Gak Perlu Antre, Klaim JHT Rp.15 Juta Kini Bisa di JMO

Jumat, 16 Mei 2025, 17:24 WIB

JAKARTA-Mulai bulan Mei 2025, peserta BPJS Ketenagakerjaan yang memiliki saldo Jaminan Hari Tua (JHT) maksimal Rp. 15 juta dapat mencairkan klaim melalui aplikasi Jamsostek Mobile (JMO) yang dapat diunduh di App Store maupun Playstore. 

JMO merupakan aplikasi resmi BPJS Ketenagakerjaan untuk memberikan layanan digital kepada peserta BPJS Ketenagakerjaan meliputi informasi program BPJS Ketenagakerjaan, pendaftaran, pelaporan dan pengaduan hingga cek saldo serta pengajuan klaim JHT tanpa harus datang ke kantor BPJS Ketenagakerjaan.
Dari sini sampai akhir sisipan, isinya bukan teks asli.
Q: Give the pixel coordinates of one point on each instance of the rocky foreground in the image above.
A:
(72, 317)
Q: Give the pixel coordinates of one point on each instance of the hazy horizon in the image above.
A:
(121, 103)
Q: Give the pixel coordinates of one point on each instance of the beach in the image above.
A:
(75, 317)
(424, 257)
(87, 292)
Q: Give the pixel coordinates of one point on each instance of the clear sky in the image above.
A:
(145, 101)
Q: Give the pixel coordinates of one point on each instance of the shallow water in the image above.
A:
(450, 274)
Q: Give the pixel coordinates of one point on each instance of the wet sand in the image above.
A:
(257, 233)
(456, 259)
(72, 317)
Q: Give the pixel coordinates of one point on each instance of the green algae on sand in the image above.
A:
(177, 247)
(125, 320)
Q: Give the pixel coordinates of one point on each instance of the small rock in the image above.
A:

Ket. Foto: Mulai bulan Mei 2025, peserta BPJS Ketenagakerjaan yang memiliki saldo Jaminan Hari Tua (JHT) maksimal Rp. 15 juta dapat mencairkan klaim melalui aplikasi Jamsostek Mobile (JMO) yang dapat diunduh di App Store maupun Playstore — Sumber: istimewa

Manfaat JHT dapat dibayarkan apabila pekerja memasuki masa pensiun, mengalami cacat total tetap, atau meninggal dunia, termasuk saat mereka berhenti bekerja.
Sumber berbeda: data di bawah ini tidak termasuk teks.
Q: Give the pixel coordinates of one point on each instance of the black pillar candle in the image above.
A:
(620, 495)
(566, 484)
Klaim JHT kini jauh lebih mudah berkat digitalisasi oleh BPJS Ketenagakerjaan lewat aplikasi JMO. Tanpa perlu antri atau ke kantor cabang, cukup lewat ponsel klaim JHT hingga Rp15 juta bisa langsung diproses dengan cepat dan praktis.

Penambahan limit klaim pada aplikasi JMO merupakan wujud nyata komitmen BPJS Ketenagakerjaan dalam meningkatkan kualitas layanan digital. BPJS Ketenagakerjaan terus berinovasi agar seluruh pekerja Indonesia bisa merasakan manfaat maksimal sehingga seluruh pekerja Indonesia bisa Kerja Keras Bebas Cemas.
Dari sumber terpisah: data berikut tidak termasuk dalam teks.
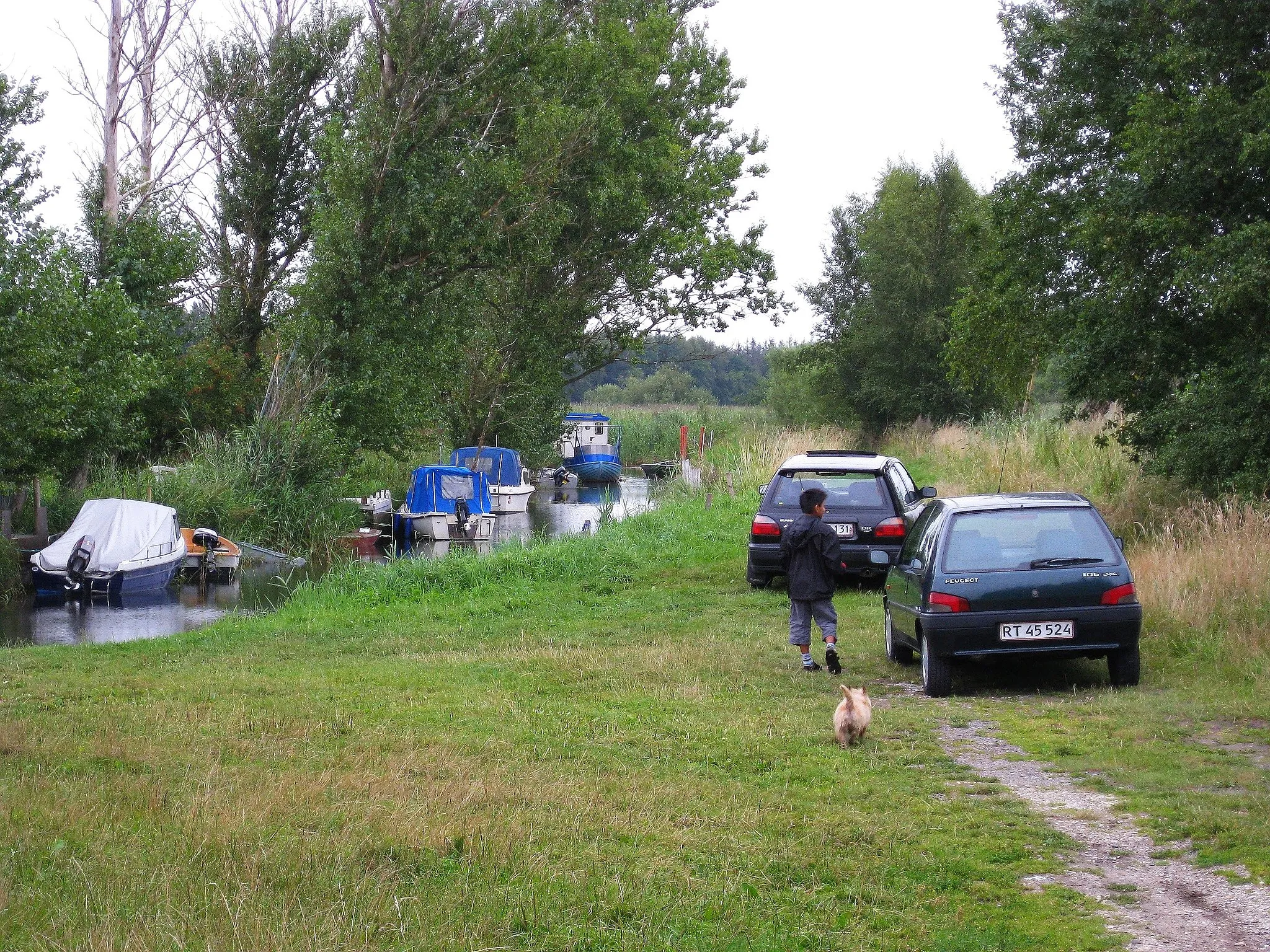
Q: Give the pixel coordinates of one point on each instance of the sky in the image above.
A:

Deni Suwardani selaku Kepala Kantor Cabang BPJS Ketenagakerjaan Jakarta Rawamangung, menyambut positif kebijakan ini sebagai bentuk akselerasi transformasi digital yang berdampak langsung kepada kenyamanan peserta.

“Kami menyambut baik peningkatan limit klaim JHT melalui aplikasi JMO hingga Rp15 juta ini. Inovasi ini tentu sangat membantu peserta, khususnya pekerja dengan saldo JHT di bawah batas tersebut, agar bisa mengakses hak mereka dengan lebih mudah, cepat dan tanpa hambatan antrian di Kantor Cabang,” jelas Deni, Jumat (16/5).

Deni juga menambahkan bahwa pihaknya terus melakukan sosialisasi kepada perusahaan dan peserta yang terdaftar di Kantor Cabang Jakarta Rawamangun agar lebih mengenal lebih dekat aplikasi JMO dan aktif menggunakan aplikasi JMO tersebut.

“Kami terus mendorong peserta untuk memanfaatkan aplikasi JMO. Kami juga siap memberikan sosialisasi dan edukasi penggunaan aplikasi ini agar transformasi digital BPJS Ketenagakerjaan benar-benar menyentuh seluruh kalangan peserta, baik disektor formal maupun informal," imbuh Deni.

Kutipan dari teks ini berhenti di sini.